Il Primato Nazionale mensile in edicola

Roma, 3 dic – Reggio Emilia ha negato una via a Norma Cossetto, studentessa istriana torturata, violentata e buttata ancora viva in una foiba dai partigiani jugoslavi. Norma Cossetto fu oltretutto insignita della medaglia d’oro al valor civile nel 2005, dall’allora presidente della Repubblica, Carlo Azeglio Ciampi. Tutto questo non è stato sufficiente al Comune per intitolarle una strada, perché la commissione toponomastica ha bloccato la delibera del consiglio comunale. Quest’ultimo aveva infatti approvato lo scorso settembre (con il voto contrario di LeU e l’astensione del Pd) una mozione che impegnava il sindaco e la giunta a intitolare un luogo oppure una via alla studentessa istriana.

Norma Cossetto, storia valutata dalla… commissione toponomastica

Il mese successivo però la commissione toponomastica ha avuto l’ardire di mettere in discussione le circostanze della morte di Norma Cossetto, sollevando addirittura il dubbio che la presidenza della Repubblica abbia fatto “un’istruttoria approfondita” per l’assegnazione della medaglia d’oro. E ha disposto così “la sospensione di ogni parere in attesa di formalizzare la richiesta alla Presidenza della Repubblica, e di ricevere da quest’ultima risposta”, si legge nel verbale della commissione toponomastica, che tra l’altro in quanto tale dovrebbe effettuare una mera valutazione tecnica per individuare il luogo in cui collocare la targa. Come se non bastasse la stessa commissione ha pensato bene di interpellare tal Massimo Storchi, rappresentante dell’Istituto Istoreco – ovvero un istituto per la storia della resistenza di Reggio Emilia -, che ha straparlato di mancanza di notizie storiche certe e verificate riguardanti la cattura e l’uccisione di Norma Cossetto.

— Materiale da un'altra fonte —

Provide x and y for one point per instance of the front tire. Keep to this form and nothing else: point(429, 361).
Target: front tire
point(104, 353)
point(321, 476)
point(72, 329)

Secondo Storchi “esistono solo fonti verbali circa l’accaduto tutte provenienti da un un’unica fonte, la famiglia”.

L’appello del comitato 10 febbraio

Come sottolineato da Emanuele Merlino, presidente del comitato 10 febbraio, “le dichiarazioni del dottor Storchi sembrano voler suggerire che la famiglia Cossetto abbia, per motivazioni politiche, strumentalizzato o forse inventato le circostanze della morte di Norma Cossetto. O, addirittura, che le idee politiche della famiglia di Norma, vere o presunte che siano, possano giustificare l’orrendo e ripugnante crimine. D’altro canto – dice Merlino – è ancora più grave mettere in dubbio e svilire la decisione del consiglio comunale”.

Il cadavere di Norma Cossetto – dice ancora Merlino – venne recuperato dall’interno di una foiba dai vigili del fuoco italiani. Era stata sequestrata, stuprata e orrendamente seviziata dai partigiani comunisti di Tito che infoibavano gli italiani per cancellarne la vita, la presenza, il futuro e attuare quella che il Presidente Emerito della Repubblica Giorgio Napolitano ha definito “una vera e propria pulizia etnica”. Il comitato 10 febbraio chiede adesso “al presidente del consiglio comunale e ai capigruppo consiliari di far rispettare la decisione della massima assise cittadina. Inoltre, chiediamo all’Istoreco se condivide le posizioni del suo rappresentante nella commissione toponomastica. Infine, è da segnalare che ai lavori della commissione ha partecipato l’assessore Lanfranco De Franco, appartenente a LEU, l’unico partito ad aver votato contro in consiglio comunale”.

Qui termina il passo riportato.